As you know, EZ Travel intends to obtain shareholder approval of the sale of
the Assets as defined in the Agreement at an annual meeting of shareholders to
be held on or about March 25, 2003. The closing of the Agreement will take
place on such date or soon thereafter. You confirm that you will be
responsible for any and all liabilities of EZ Travel, whether direct or
indirect, absolute, accrued, contingent or otherwise, and whether due or to
become due, of any nature other than any liabilities that concern World
Information Technology. In addition, you confirm that you will be responsible
and will assume all liabilities and obligations of EZ Travel (whether in direct
and direct, absolute, accrued, contingent or otherwise, and whether due or to
become due, of any nature) relating in whole or in part to the period prior to
and including the closing, other than liabilities regarding World Information
Technology.
You acknowledge that the indemnification provisions of ARTICLE III of the
Agreement shall also extend to any breach or failure to observe or perform any
of your covenants, undertakings or agreements in this letter.

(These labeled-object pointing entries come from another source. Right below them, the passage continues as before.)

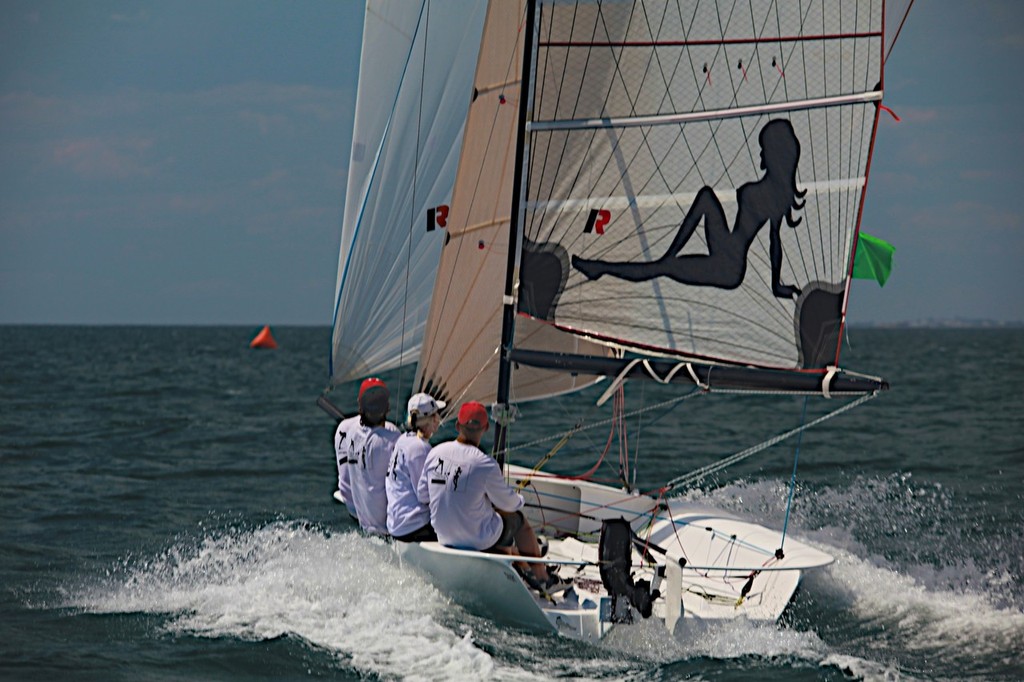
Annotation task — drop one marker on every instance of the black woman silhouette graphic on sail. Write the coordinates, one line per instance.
(769, 200)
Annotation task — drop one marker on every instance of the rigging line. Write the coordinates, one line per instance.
(385, 139)
(413, 208)
(610, 420)
(549, 139)
(898, 30)
(615, 76)
(636, 456)
(817, 204)
(793, 478)
(824, 76)
(702, 472)
(428, 360)
(540, 89)
(711, 124)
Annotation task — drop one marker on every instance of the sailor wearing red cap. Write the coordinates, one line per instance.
(342, 446)
(369, 455)
(471, 505)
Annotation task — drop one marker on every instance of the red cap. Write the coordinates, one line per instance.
(374, 397)
(370, 383)
(473, 415)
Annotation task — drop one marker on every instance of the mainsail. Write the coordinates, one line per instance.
(705, 166)
(415, 79)
(679, 179)
(460, 358)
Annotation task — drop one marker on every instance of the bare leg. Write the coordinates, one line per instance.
(695, 269)
(525, 540)
(707, 207)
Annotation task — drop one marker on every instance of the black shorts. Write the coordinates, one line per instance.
(510, 525)
(424, 535)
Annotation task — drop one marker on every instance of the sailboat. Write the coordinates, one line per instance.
(612, 190)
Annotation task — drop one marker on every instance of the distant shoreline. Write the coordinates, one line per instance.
(914, 324)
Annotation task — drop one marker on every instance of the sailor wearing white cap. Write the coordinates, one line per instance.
(408, 518)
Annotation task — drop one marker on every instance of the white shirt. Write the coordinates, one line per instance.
(370, 454)
(341, 443)
(404, 512)
(462, 484)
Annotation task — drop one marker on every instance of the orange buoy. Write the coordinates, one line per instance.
(264, 339)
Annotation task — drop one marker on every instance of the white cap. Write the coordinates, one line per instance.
(423, 405)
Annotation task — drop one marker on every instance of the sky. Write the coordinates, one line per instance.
(184, 163)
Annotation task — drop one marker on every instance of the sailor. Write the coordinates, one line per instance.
(371, 444)
(408, 518)
(471, 505)
(342, 441)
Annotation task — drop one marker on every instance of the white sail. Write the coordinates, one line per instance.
(754, 119)
(415, 85)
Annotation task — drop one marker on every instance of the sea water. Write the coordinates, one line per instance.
(166, 514)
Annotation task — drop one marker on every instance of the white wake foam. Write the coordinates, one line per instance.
(871, 617)
(342, 593)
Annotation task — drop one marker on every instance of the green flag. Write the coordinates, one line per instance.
(873, 259)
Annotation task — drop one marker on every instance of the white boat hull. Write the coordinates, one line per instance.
(709, 558)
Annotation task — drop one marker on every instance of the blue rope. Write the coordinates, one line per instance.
(793, 478)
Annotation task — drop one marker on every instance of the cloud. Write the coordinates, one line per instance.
(90, 158)
(977, 174)
(967, 217)
(918, 114)
(266, 123)
(141, 16)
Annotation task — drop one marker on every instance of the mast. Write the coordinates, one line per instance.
(508, 301)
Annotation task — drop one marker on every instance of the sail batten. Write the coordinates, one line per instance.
(669, 119)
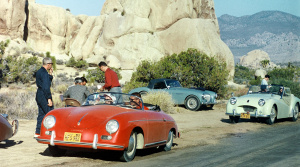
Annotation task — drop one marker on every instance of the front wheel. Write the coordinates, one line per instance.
(233, 119)
(272, 117)
(56, 152)
(169, 144)
(296, 113)
(129, 152)
(192, 103)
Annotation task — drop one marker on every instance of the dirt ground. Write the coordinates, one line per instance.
(196, 128)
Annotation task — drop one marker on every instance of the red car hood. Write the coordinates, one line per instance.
(89, 116)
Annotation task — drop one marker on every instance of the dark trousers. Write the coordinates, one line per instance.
(43, 110)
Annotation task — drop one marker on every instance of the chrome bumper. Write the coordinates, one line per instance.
(255, 115)
(93, 145)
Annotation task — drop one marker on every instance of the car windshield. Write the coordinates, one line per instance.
(117, 99)
(173, 83)
(267, 89)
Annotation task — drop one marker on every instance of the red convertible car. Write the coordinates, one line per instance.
(108, 121)
(7, 130)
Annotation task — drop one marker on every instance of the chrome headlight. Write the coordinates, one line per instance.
(233, 100)
(261, 102)
(49, 121)
(112, 126)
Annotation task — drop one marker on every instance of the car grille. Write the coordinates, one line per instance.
(249, 108)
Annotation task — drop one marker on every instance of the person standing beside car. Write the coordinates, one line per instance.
(43, 93)
(264, 83)
(111, 79)
(78, 91)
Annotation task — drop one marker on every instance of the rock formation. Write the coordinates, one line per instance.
(125, 33)
(253, 60)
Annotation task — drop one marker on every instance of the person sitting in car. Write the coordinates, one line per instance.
(135, 101)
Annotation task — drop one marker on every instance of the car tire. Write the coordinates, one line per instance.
(56, 152)
(272, 117)
(192, 103)
(129, 153)
(169, 144)
(296, 113)
(234, 119)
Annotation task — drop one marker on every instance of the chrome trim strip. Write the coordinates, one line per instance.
(95, 141)
(164, 141)
(52, 138)
(81, 143)
(78, 123)
(251, 115)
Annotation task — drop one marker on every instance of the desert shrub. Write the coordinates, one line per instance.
(96, 75)
(22, 70)
(81, 64)
(192, 68)
(162, 99)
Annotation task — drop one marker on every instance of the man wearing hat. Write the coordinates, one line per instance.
(78, 91)
(43, 94)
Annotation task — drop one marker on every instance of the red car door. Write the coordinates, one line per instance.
(156, 127)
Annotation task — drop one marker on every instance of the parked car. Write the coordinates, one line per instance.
(108, 123)
(264, 102)
(7, 130)
(192, 98)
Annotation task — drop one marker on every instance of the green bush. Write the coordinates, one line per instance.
(162, 99)
(191, 68)
(82, 64)
(96, 75)
(22, 70)
(243, 75)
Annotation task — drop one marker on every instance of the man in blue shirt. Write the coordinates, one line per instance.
(43, 94)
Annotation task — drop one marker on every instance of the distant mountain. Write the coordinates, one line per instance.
(274, 32)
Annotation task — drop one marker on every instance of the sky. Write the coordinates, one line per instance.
(232, 7)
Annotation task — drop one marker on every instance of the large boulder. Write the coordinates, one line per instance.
(12, 18)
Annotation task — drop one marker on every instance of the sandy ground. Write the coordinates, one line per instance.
(197, 128)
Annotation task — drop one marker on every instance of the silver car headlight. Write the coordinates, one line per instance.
(233, 100)
(261, 102)
(112, 126)
(49, 121)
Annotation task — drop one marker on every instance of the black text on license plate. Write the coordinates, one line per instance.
(72, 137)
(245, 115)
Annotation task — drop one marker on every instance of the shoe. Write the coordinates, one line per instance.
(36, 135)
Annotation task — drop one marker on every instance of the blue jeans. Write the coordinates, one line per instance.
(117, 90)
(42, 112)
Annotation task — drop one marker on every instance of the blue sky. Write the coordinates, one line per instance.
(231, 7)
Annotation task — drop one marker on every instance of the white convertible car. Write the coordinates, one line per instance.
(270, 102)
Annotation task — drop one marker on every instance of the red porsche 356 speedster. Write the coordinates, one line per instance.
(7, 130)
(108, 121)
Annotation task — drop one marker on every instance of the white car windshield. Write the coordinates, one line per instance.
(268, 89)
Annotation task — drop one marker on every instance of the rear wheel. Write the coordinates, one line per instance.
(129, 152)
(192, 103)
(233, 119)
(56, 152)
(296, 113)
(272, 117)
(169, 144)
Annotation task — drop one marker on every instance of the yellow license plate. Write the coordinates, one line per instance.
(245, 115)
(72, 137)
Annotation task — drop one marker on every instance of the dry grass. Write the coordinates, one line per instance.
(161, 98)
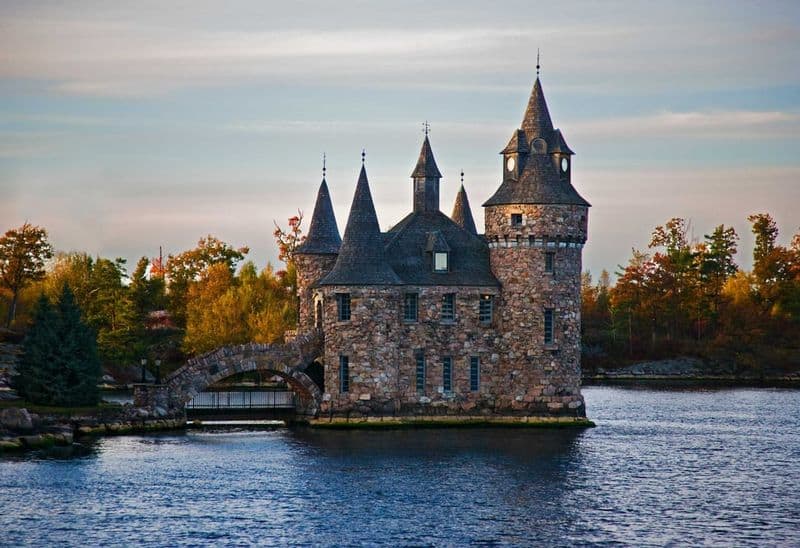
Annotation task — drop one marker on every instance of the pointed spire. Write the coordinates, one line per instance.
(323, 234)
(361, 257)
(536, 121)
(462, 214)
(426, 164)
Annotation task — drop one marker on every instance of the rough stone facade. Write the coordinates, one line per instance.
(528, 263)
(310, 269)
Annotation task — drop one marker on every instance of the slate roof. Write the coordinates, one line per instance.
(361, 259)
(407, 246)
(462, 214)
(426, 164)
(323, 234)
(536, 121)
(539, 182)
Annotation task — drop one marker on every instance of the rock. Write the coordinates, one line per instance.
(16, 420)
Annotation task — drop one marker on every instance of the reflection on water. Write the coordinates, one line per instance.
(712, 467)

The Agreement shall continue in full force and effect without modification
except as provided in this letter agreement.
Please acknowledge your agreement with the foregoing by signing in the space
provided below and returning a signed copy to the undersigned.
Sincerely,
EZ TRAVEL, INC.
By: /s/ Xxxxxx X. Xxxxxxxxx, III
----------------------------
Its: President and CEO
ACKNOWLEDGED AND AGREED THIS 30th DAY OF JANUARY, 2003.